Tactran
- Company type: Regional Transport Partnership
- Industry: Public transport
- Founded: 1 December 2005 (under Transport (Scotland) Act 2005)
- Area served: Tayside and Central Scotland
- Products: Rail, bus and cycle services
- Parent: Transport Scotland

= Tactran =

The Tayside and Central Scotland Transport Partnership (Tactran) is the statutory Regional Transport Partnership covering the Angus, Dundee City, Perth and Kinross and Stirling council areas.

Tactran is one of the Regional Transport Partnerships established as a result of the Transport (Scotland) Act 2005.

==Functions==

The Partnership consists of ten Councillors, representing the four local authorities in the region, and five non-Councillor members. In addition to the extensive community and local government experience that the Councillors contribute to the Partnership, the five non-Councillor members add significant expertise in a variety of fields including the bus industry, enterprise, engineering and financial management, health, the freight industry and sustainable transport.
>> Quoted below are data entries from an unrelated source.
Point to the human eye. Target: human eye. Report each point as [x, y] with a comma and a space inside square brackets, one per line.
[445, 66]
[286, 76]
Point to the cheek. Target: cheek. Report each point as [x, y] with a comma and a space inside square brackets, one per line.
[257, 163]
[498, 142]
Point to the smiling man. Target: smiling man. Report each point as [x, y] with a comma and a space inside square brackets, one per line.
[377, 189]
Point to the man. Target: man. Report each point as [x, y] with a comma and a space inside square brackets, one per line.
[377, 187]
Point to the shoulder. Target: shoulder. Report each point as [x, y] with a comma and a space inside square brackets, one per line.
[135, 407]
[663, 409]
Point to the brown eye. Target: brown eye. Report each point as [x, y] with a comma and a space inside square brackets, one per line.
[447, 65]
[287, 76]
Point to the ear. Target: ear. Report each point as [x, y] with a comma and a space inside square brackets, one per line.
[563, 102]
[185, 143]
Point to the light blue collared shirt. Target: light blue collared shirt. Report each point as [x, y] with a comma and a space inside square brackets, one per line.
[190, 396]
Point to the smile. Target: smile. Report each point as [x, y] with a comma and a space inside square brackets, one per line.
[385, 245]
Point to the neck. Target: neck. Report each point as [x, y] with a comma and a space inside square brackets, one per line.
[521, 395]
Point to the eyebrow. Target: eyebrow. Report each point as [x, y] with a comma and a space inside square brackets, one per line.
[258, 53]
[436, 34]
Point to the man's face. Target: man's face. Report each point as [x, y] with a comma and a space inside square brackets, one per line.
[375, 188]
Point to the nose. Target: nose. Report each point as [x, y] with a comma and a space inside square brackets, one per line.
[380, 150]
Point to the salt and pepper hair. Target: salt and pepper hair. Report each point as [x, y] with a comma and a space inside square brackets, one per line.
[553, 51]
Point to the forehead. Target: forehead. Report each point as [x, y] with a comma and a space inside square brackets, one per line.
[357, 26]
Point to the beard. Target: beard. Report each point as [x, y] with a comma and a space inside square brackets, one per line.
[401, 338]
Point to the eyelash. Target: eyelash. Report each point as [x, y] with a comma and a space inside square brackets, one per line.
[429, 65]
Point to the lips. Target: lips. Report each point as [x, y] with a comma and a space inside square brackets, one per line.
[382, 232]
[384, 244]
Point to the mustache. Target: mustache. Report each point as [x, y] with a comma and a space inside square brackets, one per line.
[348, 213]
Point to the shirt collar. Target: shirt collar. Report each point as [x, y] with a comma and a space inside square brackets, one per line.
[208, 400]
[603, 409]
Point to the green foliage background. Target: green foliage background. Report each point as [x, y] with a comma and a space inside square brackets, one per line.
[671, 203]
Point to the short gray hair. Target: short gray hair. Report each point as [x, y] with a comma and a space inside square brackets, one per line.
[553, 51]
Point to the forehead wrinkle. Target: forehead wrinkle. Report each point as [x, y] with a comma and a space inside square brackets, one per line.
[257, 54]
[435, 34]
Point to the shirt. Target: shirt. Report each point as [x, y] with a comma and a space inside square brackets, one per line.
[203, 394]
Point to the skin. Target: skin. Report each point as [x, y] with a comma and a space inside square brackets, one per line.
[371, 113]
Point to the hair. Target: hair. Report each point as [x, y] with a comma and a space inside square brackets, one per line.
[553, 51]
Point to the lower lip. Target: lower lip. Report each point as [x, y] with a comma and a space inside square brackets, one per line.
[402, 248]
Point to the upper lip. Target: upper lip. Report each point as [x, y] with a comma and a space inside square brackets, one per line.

Tactran's role is to bring together the local authorities and other key stakeholders to take a strategic approach to transport planning and delivery in the region. Tactran has developed a Regional Transport Strategy that sets out a Vision and Objectives over a 10-15-year period for meeting the transport needs of people and businesses throughout the region.

Tactran has produced a Regional Travel Plan Strategy and Workplace Travel Plan Toolkit to help major employers in the region promote more sustainable travel choices, including a car share website. It has also developed a website specific to travel planning which assists employers in the process.